Sujetó el brazo de Li Chen.

Su rostro rubio mostraba una madurez impropia para su edad.

—Li Chen, sé que la situación en la Ciudad Subterránea debe ser peor. Pero mi padre me dijo que el emperador tampoco es completamente inútil. El camino que eligió tu padre es muy peligroso. Mucha gente saldrá herida. Y tú también estarás en peligro.

La familia Dante había servido a la familia real durante generaciones.

La lealtad estaba grabada en sus huesos.

Si fuera el Raymond del futuro.

Se convertiría completamente en enemigo de Li Chen.

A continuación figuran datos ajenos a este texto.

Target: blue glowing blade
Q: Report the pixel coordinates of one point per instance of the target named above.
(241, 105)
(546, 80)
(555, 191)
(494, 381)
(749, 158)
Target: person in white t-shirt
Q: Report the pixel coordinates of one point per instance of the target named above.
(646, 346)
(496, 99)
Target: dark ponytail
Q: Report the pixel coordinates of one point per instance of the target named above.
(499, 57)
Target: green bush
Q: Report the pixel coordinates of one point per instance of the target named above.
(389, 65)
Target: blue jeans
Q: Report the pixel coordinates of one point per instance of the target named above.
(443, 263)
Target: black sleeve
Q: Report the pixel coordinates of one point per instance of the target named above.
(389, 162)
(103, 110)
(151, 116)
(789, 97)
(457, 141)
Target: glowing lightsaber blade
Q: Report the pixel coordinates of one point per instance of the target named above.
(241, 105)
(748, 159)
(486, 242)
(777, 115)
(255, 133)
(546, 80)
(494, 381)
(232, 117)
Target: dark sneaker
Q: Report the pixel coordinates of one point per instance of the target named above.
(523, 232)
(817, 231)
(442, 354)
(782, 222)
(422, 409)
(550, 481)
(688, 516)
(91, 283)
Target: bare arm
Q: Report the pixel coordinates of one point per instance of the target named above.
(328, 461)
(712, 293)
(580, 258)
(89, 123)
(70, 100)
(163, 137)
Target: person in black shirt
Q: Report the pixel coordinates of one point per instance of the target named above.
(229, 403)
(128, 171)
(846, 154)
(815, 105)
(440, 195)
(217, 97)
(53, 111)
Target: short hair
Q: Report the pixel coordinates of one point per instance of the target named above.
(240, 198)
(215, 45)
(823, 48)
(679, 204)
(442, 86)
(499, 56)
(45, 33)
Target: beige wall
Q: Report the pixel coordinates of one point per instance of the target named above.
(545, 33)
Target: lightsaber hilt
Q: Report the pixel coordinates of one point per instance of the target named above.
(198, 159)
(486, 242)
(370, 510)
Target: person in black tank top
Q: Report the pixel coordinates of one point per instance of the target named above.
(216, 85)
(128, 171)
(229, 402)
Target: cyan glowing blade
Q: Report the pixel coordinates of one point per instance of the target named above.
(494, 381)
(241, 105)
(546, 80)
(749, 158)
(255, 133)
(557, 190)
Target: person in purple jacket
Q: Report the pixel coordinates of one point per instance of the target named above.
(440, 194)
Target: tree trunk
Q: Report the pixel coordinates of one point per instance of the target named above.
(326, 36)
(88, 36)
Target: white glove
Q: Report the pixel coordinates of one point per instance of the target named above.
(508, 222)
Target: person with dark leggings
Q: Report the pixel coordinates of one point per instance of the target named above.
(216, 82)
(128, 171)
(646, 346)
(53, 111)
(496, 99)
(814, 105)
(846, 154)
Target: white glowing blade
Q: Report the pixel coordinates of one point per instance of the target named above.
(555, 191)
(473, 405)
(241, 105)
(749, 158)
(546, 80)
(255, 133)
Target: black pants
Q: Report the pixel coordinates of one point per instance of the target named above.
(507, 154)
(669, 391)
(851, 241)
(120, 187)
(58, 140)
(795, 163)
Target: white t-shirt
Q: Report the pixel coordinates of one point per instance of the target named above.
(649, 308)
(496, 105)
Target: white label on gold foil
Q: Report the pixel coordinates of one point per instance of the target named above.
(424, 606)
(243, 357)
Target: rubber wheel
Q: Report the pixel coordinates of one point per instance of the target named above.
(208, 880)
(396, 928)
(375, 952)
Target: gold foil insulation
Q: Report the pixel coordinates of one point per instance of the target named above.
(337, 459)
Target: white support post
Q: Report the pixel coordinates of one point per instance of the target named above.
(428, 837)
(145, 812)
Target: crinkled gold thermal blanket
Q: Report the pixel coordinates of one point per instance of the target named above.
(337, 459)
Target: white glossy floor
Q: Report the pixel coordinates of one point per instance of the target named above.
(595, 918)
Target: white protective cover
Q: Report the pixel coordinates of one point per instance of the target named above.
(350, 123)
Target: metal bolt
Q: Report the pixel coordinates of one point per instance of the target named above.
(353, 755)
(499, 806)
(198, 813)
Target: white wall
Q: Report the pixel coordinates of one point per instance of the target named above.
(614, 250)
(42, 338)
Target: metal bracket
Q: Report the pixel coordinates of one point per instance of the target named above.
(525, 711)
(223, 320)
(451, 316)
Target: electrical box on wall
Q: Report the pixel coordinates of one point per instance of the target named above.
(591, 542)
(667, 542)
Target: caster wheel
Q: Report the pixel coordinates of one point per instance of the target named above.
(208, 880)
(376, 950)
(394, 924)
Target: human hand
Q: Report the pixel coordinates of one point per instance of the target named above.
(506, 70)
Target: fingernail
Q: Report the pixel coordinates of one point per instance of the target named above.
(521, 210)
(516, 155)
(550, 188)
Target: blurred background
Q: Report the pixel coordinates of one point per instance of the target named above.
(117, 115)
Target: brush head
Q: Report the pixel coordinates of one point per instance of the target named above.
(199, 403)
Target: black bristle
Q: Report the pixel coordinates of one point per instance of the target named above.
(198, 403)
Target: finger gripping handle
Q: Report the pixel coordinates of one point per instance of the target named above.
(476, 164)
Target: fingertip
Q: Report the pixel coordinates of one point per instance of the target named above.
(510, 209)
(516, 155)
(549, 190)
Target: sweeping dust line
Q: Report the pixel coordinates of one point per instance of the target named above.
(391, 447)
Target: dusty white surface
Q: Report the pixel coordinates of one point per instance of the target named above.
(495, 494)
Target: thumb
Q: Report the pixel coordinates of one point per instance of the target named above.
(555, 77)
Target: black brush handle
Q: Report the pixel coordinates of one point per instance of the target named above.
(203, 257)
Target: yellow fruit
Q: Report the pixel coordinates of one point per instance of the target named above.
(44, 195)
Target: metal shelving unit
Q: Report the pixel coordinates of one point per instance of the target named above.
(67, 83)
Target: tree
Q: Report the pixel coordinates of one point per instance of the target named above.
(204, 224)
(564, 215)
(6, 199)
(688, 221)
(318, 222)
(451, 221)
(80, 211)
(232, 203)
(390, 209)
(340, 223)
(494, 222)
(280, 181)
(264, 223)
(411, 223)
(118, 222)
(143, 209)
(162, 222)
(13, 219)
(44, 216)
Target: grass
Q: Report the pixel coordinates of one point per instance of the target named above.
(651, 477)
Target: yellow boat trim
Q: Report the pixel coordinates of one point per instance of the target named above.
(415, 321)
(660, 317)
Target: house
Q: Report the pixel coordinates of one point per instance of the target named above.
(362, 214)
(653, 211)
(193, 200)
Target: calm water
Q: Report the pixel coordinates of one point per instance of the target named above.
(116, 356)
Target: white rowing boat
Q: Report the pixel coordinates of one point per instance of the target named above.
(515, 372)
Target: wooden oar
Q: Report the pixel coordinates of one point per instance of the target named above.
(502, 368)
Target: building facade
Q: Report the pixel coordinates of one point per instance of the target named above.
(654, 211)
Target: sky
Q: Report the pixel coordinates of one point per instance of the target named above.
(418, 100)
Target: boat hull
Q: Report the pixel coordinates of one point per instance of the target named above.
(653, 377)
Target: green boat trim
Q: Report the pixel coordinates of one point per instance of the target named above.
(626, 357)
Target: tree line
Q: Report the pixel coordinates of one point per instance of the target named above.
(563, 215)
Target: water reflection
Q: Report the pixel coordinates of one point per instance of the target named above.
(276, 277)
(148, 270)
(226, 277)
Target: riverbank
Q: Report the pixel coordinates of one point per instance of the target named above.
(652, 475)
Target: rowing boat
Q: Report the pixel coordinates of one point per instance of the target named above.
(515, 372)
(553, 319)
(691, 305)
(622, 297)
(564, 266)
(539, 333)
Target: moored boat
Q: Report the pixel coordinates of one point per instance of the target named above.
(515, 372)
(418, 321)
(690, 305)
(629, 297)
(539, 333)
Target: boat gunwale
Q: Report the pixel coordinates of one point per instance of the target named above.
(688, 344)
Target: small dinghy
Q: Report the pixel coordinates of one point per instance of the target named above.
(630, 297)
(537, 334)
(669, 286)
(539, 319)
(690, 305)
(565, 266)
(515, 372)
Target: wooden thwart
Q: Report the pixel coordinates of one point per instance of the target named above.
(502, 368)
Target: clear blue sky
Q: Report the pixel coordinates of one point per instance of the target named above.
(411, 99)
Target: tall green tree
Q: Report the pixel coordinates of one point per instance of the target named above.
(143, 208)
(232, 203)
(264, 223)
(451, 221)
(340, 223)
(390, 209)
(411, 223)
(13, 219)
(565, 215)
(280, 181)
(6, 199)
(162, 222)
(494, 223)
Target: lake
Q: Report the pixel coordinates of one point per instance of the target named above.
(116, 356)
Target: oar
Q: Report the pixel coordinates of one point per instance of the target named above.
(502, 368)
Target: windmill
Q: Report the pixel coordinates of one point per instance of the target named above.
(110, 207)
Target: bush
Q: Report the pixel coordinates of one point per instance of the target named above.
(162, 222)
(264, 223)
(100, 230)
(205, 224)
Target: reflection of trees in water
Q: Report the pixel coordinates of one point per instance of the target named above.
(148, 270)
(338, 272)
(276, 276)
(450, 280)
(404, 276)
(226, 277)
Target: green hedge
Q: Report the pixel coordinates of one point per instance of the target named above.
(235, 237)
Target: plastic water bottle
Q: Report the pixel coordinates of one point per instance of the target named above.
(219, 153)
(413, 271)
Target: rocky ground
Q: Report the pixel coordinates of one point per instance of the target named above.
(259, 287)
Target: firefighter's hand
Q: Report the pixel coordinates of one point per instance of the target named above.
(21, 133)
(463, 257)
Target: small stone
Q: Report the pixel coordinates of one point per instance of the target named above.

Pero ahora solo tenía cinco años.

Todavía no había recibido toda esa educación.

Li Chen levantó la vista.

—¿Quién te dijo que vine a buscar estos robots para ayudar a mi padre?

Raymond se quedó atónito.

—¿Entonces para qué?

—Van a transportar grano en las granjas —respondió Li Chen—. Hay mucha gente en la Ciudad Subterránea que no tiene nada para comer. Los robots ayudarán a mover el grano para cocinar gachas.

Raymond tardó varios segundos en comprenderlo.

Li Chen se dispuso a marcharse.

Pero Raymond volvió a sujetarlo.

Li Chen pensó que intentaría detenerlo otra vez.

Sin embargo, al levantar la vista vio una enorme sonrisa.

—¿Crees que con tan pocos robots será suficiente?

—Sé que algunos de mis amigos tienen más.

Raymond tiró de su mano.

—Mi casa también tiene. Son de mi padre. No te preocupes, tengo autorización. Vamos al almacén. Te conseguiré algunos.

Li Chen: …

Si tu padre se entera, probablemente se muera de rabia.